MAPI provides separation between the programming interface used by the front-end messaging client applications and the programming interface used by the back-end service providers. Separating the client interface from the service provider interface enables a single application to use multiple messaging systems and a single service provider to be used by multiple applications. Every component works with a common, Microsoft Windows-based user interface. This is a great benefit to users. Users can select from a variety of systems, depending on their needs at any one time, and be able to work consistently with each selected system, thereby providing true independence from specific messaging systems.
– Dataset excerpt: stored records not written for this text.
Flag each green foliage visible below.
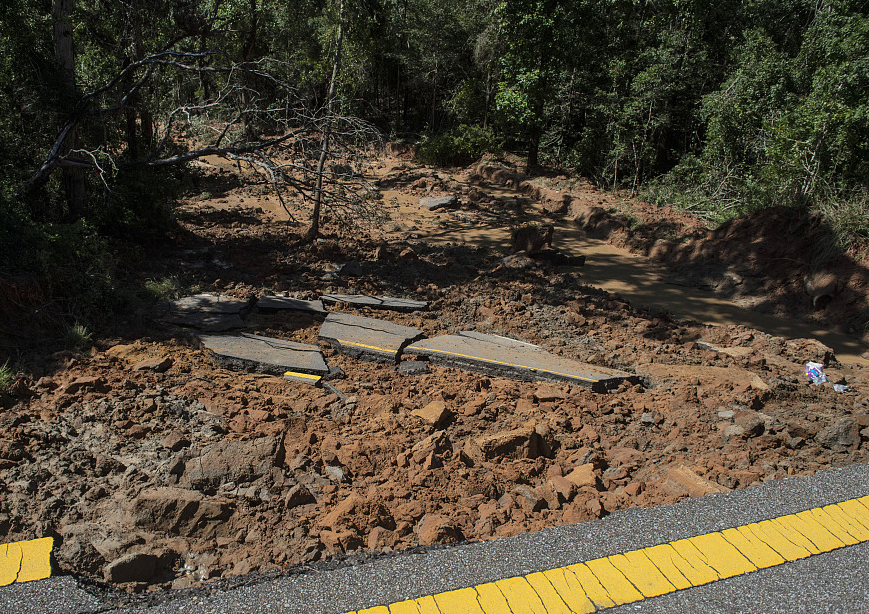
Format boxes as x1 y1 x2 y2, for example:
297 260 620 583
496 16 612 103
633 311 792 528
0 361 13 396
64 322 93 352
417 124 497 167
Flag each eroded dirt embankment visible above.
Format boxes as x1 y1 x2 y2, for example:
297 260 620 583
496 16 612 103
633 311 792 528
2 154 869 592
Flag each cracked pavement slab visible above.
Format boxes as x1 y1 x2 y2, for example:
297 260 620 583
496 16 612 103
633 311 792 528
318 312 424 363
404 331 639 391
198 333 329 376
320 294 428 312
0 537 52 586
For example, one messaging client application can be used to receive messages from a fax, a bulletin board system, a host-based messaging system, and a LAN-based system. Messages from all of these systems can be placed in a single location upon arrival, or universal Inbox. Having a single application handle all of these systems lessens the cost of development, user training, and system administration.

Separating the client interface from the provider interface removes any programming dependencies placed on the application by the messaging system and vice versa. Developers of client applications and service providers code to a standard set of MAPI features, rather than a diverse set of application-specific or messaging system-specific features. Developers focus only on their component, whether it be a client or service provider, and MAPI handles the rest, thereby reducing development time and costs.

The MAPI programming interface provides a comprehensive set of features. MAPI is aimed at the powerful, new market of workgroup applications — applications that communicate with such different messaging systems as fax, DEC All-In-1, voice mail, and public communications services such as AT&T Easylink Services, CompuServe, and MCI MAIL. The MAPI interface allows service providers to be made available for all of these systems.

Because workgroup applications demand more of their messaging systems, MAPI offers much more than basic messaging in the programming interface and supports more than local area network (LAN)–based messaging systems. Applications can, for example, format text for a single message with a variety of fonts and present to their users a customized view of messages that have been filtered, sorted, or preprocessed.

MAPI is built into the Microsoft Windows family of operating systems; it is a component of the Microsoft® Windows® 95 operating system and Microsoft® Windows NT® operating system. Because MAPI is an integrated part of the operating system, developers of 16-bit and 32-bit Windows-based applications can have access to a consistent interface. This approach is similar to the approach used by the Windows printing system. Just as a word-processing program can print to many different printers through the Windows printing system as long as the necessary drivers are installed, so can any MAPI-compliant application communicate with any messaging system as long as the appropriate service providers are installed.

The programming interface and subsystem contained in the DLL are based on the object oriented concepts introduced with another integrated part of the Windows operating systems, OLE. MAPI-compliant objects conform to the OLE methodology known as the Component Object Model (COM). COM objects implement a set of methods that belong to one or more interfaces, or collections of related functions that define how objects behave and operate within the COM world. Users of COM objects access them only through pointers to these interfaces.

In addition to the DLL and programming interface, several other components are included with the operating system as part of MAPI. There are standard messaging client applications that demonstrate different levels of messaging support. There are sample address book, message store, and transport providers written in both C and C++. You can use these components either for testing your own client or service provider or as a learning tool.

MAPI provides cross platform support through such industry standards as SMTP, X.400, and Common Messaging Calls (CMC). MAPI applications can be run on all 16-bit Windows 3.x platforms and both 16-bit and 32-bit platforms on Windows 95 and Windows NT. MAPI is the messaging component of an open architecture standard known as the Microsoft Windows Open Services Architecture (WOSA). WOSA standards exist or are being developed in the areas of database, directory, security, and messaging technology among others. WOSA programming interfaces allow developers to create front- and back-end components with the confidence that these products can be easily connected in a distributed computing environment.